Он поднялся, подошел к двери, распахнул ее. В комнату вошли Ойген, Вилли и Курт; Мюллер вздохнул:
— Вяжите его, ребята, и затолкайте кляп в рот, чтоб не было слышно вопля…
Штирлиц закрыл глаза, чтобы Мюллер не увидел в них слезы.
Но он почувствовал, как слезы полились по щекам, соленые и быстрые. Он ощутил их морской вкус. Перед глазами было прекрасное лицо Сашеньки, когда она стояла на пирсе Владивостокского порта и ее толкали со всех сторон, а она держала в руках свою маленькую меховую муфточку, и это было так беззащитно, и сердце его разрывалось тогда от любви и тоски, и сколько бы — за прошедшие с той поры двадцать три года — жизнь ни сводила его с другими женщинами, он всегда, проснувшись утром, как сладостное возмездие, видел перед собою лишь ее, Сашенькино лицо. Наверное, так у каждого мужчины. В его сердце хранится лишь память о первой любви, с нею он живет, с нею и умирает, кляня тот день, когда расстался с тою, что стояла на пирсе, и по щекам ее бежали быстрые слезы, но она улыбалась, потому что знала, как ты не любишь плачущих женщин, ты только раз, невзначай, сказал ей об этом, но ведь любящие запоминают все, каждую мелочь, если только они любящие…

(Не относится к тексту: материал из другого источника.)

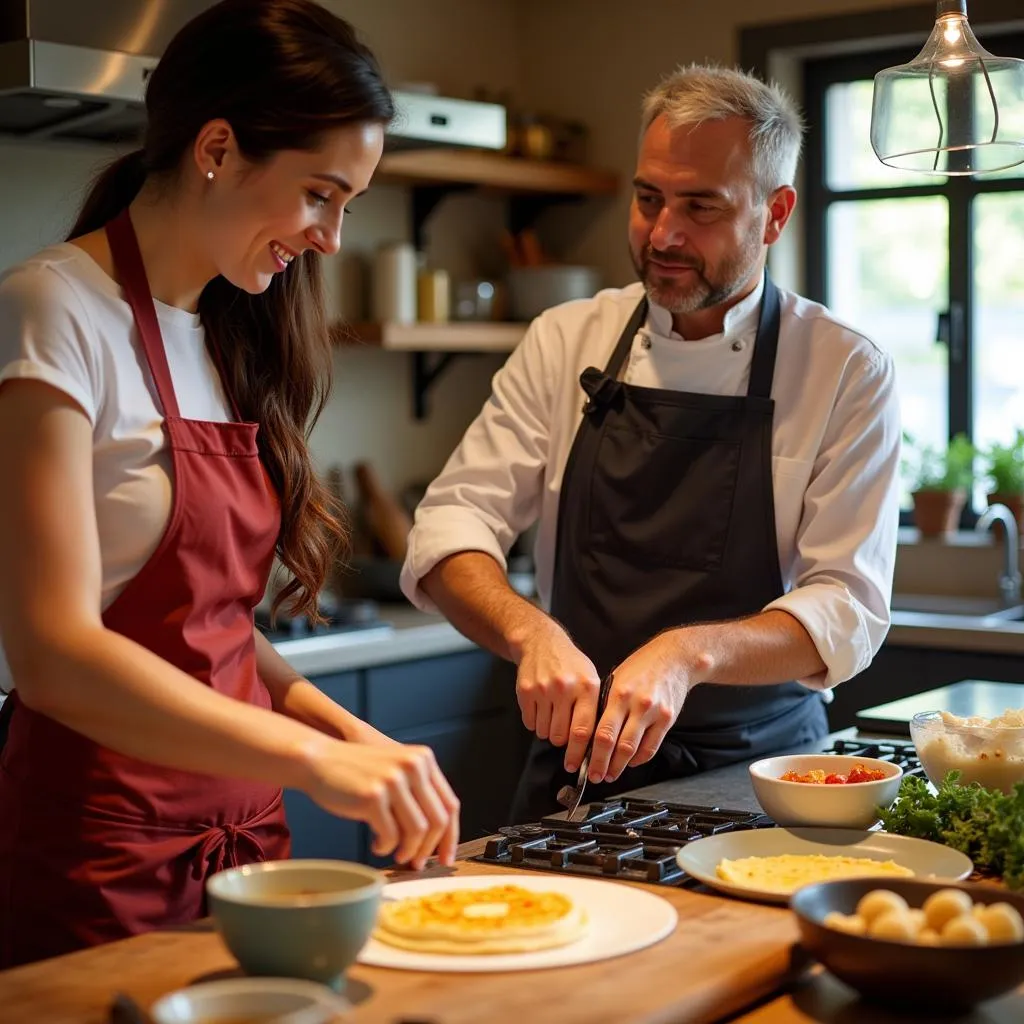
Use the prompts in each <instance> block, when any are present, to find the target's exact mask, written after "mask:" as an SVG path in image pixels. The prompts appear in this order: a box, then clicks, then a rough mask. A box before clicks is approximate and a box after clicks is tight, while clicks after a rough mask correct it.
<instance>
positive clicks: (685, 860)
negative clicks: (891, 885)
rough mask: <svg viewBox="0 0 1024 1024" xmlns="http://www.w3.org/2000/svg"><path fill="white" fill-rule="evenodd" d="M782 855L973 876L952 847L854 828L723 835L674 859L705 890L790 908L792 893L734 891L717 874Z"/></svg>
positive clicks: (724, 834)
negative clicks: (723, 867) (878, 860)
mask: <svg viewBox="0 0 1024 1024" xmlns="http://www.w3.org/2000/svg"><path fill="white" fill-rule="evenodd" d="M783 853H797V854H812V853H819V854H822V855H824V856H826V857H843V856H847V857H870V858H871V859H872V860H895V861H896V863H897V864H902V865H903V867H909V868H910V870H911V871H913V873H914V877H915V878H919V879H925V880H931V879H941V880H943V881H946V880H949V881H957V880H959V879H966V878H967V877H968V876H969V874H970V873H971V872H972V871H973V870H974V864H973V863H971V858H970V857H967V856H966V855H965V854H963V853H958V852H957V851H956V850H951V849H950V848H949V847H948V846H942V845H941V844H940V843H931V842H929V841H928V840H924V839H911V838H910V837H909V836H895V835H892V834H890V833H884V831H858V830H857V829H855V828H757V829H752V830H750V831H736V833H725V834H723V835H721V836H709V837H708V838H707V839H696V840H693V841H692V842H691V843H687V844H686V846H684V847H683V848H682V849H681V850H680V851H679V853H678V854H677V855H676V860H677V861H678V862H679V866H680V867H681V868H682V869H683V870H684V871H686V873H687V874H691V876H692V877H693V878H695V879H698V880H699V881H700V882H702V883H703V884H705V885H706V886H711V887H712V888H714V889H718V890H720V891H721V892H726V893H730V894H731V895H733V896H741V897H743V898H744V899H757V900H765V901H767V902H769V903H788V902H790V896H791V895H792V893H785V894H783V893H773V892H769V891H767V890H763V889H755V888H749V887H746V886H735V885H732V884H730V883H728V882H725V881H723V880H722V879H720V878H719V877H718V876H717V874H716V873H715V869H716V868H717V867H718V864H719V861H720V860H722V858H723V857H727V858H728V859H730V860H735V859H736V858H737V857H775V856H778V855H780V854H783Z"/></svg>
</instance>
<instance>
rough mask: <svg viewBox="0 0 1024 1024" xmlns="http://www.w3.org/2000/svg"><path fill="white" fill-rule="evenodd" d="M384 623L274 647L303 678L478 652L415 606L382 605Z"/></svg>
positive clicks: (447, 624) (292, 641) (283, 643)
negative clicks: (419, 658)
mask: <svg viewBox="0 0 1024 1024" xmlns="http://www.w3.org/2000/svg"><path fill="white" fill-rule="evenodd" d="M380 617H381V624H382V625H381V626H380V628H374V629H367V630H353V631H352V632H350V633H330V634H326V635H323V636H313V637H303V638H301V639H298V640H282V641H280V642H278V643H275V644H274V645H273V646H274V649H275V650H276V651H278V653H279V654H281V655H282V656H283V657H284V658H285V660H286V662H288V663H289V665H291V666H292V668H293V669H295V670H296V672H301V673H302V674H303V675H304V676H323V675H327V674H328V673H334V672H350V671H355V670H358V669H369V668H371V667H372V666H375V665H389V664H392V663H395V662H412V660H416V659H417V658H421V657H433V656H436V655H439V654H451V653H454V652H455V651H460V650H473V649H474V648H475V646H476V645H475V644H474V643H473V642H472V641H470V640H467V639H466V637H464V636H463V635H462V634H461V633H460V632H459V631H458V630H457V629H456V628H455V627H454V626H452V625H450V624H449V623H447V622H446V620H445V618H444V617H443V616H442V615H437V614H428V613H427V612H424V611H420V610H419V609H417V608H414V607H413V606H412V605H411V604H383V605H381V609H380Z"/></svg>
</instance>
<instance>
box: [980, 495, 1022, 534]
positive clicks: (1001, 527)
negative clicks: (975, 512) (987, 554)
mask: <svg viewBox="0 0 1024 1024" xmlns="http://www.w3.org/2000/svg"><path fill="white" fill-rule="evenodd" d="M987 498H988V504H989V505H1006V507H1007V508H1008V509H1010V511H1011V512H1013V514H1014V518H1015V519H1016V520H1017V531H1018V534H1019V535H1020V536H1021V537H1024V495H999V494H995V495H988V496H987ZM992 537H994V538H995V540H996V541H1001V540H1002V523H1001V522H998V521H996V522H993V523H992Z"/></svg>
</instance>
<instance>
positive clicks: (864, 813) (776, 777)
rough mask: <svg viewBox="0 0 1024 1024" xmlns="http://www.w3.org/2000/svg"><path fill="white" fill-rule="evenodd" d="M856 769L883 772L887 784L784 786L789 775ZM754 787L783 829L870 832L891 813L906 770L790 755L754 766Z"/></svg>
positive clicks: (830, 756) (885, 780) (840, 783)
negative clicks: (783, 828) (784, 779)
mask: <svg viewBox="0 0 1024 1024" xmlns="http://www.w3.org/2000/svg"><path fill="white" fill-rule="evenodd" d="M854 765H863V766H864V767H865V768H869V769H870V768H876V769H881V770H882V771H884V772H885V773H886V777H885V778H880V779H873V780H871V781H870V782H845V783H831V784H828V785H825V784H817V783H814V782H783V781H782V779H781V778H780V776H781V775H784V774H785V772H787V771H796V772H799V773H800V774H802V775H803V774H806V773H807V772H809V771H811V770H812V769H814V768H820V769H821V770H823V771H825V772H828V773H833V772H838V773H840V774H842V775H848V774H849V773H850V769H852V768H853V767H854ZM750 773H751V784H752V785H753V786H754V795H755V796H756V797H757V798H758V803H759V804H760V805H761V807H762V809H763V810H764V812H765V814H767V815H768V816H769V817H771V818H773V819H774V820H775V822H776V824H780V825H793V826H799V825H819V826H821V827H823V828H870V827H871V826H872V825H873V824H876V823H877V822H878V820H879V808H880V807H889V806H890V804H892V802H893V801H894V800H895V799H896V795H897V794H898V793H899V786H900V780H901V779H902V777H903V769H902V768H900V767H899V765H894V764H891V763H890V762H888V761H880V760H879V759H878V758H858V757H850V756H847V755H843V754H790V755H782V756H780V757H775V758H763V759H762V760H761V761H755V762H754V764H752V765H751V766H750Z"/></svg>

…А потом вошел доктор, деловито раскрыл саквояж, достал шприц, сломал ампулу, которую вынул из металлической коробочки (на ней были выведены черной краской свастика и символы СС), набрал полный шприц, грубо воткнул его в вену Штирлица, не протерев даже кожу спиртом.
— Заражения не будет? — поинтересовался Мюллер, жадно наблюдая за тем, как бурая жидкость входила в тело.

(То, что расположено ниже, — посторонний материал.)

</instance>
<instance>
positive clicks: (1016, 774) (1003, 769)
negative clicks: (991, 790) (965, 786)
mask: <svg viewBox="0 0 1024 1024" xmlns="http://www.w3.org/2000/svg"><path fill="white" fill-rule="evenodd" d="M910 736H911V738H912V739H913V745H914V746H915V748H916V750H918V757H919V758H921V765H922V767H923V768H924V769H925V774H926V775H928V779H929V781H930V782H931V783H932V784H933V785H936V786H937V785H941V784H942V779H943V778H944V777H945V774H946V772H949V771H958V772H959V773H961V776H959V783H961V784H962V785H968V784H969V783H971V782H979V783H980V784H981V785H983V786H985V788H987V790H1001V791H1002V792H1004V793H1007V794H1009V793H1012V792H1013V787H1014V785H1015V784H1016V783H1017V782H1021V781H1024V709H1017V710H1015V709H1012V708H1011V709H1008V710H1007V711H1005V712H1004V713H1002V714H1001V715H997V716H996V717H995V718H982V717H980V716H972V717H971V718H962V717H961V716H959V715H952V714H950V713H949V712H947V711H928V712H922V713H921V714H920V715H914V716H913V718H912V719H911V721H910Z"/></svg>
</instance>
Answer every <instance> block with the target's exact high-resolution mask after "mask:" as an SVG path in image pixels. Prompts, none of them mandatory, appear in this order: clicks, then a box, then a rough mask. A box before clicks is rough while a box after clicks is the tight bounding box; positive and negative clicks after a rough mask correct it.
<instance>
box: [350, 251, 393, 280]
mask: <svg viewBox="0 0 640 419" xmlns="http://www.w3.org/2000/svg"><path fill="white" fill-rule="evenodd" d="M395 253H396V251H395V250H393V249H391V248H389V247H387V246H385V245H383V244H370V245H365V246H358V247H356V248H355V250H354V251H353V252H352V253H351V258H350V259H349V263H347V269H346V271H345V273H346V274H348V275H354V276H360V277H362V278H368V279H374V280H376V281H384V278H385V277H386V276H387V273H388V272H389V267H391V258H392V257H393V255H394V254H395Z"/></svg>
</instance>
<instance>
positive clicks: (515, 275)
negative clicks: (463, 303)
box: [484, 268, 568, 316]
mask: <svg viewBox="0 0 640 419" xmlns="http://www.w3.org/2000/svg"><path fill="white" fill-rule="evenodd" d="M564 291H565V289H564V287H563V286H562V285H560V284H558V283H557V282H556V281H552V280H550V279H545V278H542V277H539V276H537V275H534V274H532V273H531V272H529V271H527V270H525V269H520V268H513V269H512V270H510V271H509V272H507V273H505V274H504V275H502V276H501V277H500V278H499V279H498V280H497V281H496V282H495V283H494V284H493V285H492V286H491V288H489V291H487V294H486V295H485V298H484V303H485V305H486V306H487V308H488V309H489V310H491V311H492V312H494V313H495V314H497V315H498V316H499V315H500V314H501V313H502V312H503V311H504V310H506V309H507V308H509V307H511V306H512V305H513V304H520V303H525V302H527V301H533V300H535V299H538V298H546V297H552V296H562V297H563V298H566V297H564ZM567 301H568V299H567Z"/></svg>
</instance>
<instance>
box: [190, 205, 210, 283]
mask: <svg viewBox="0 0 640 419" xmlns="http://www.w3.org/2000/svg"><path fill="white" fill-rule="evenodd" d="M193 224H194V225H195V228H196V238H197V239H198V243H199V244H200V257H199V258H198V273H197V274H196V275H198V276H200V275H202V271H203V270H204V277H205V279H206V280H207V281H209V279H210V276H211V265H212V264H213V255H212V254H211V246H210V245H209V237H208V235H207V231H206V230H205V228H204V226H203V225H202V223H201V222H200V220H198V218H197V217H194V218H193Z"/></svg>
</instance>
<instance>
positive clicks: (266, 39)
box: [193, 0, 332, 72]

— Нет. Шприц стерилен, а у него, — доктор кивнул на Штирлица, — кожа чистая, пахнет апельсиновым мылом…
Выдернув шприц, он не стал прижигать ранку, быстро убрал все свои причиндалы и, защелкнув саквояж, вопросительно посмотрел на Мюллера.
— Вы еще можете понадобиться, — сказал тот. — Мы имеем дело с особым экспонатом. Одна инъекция может оказаться недостаточной…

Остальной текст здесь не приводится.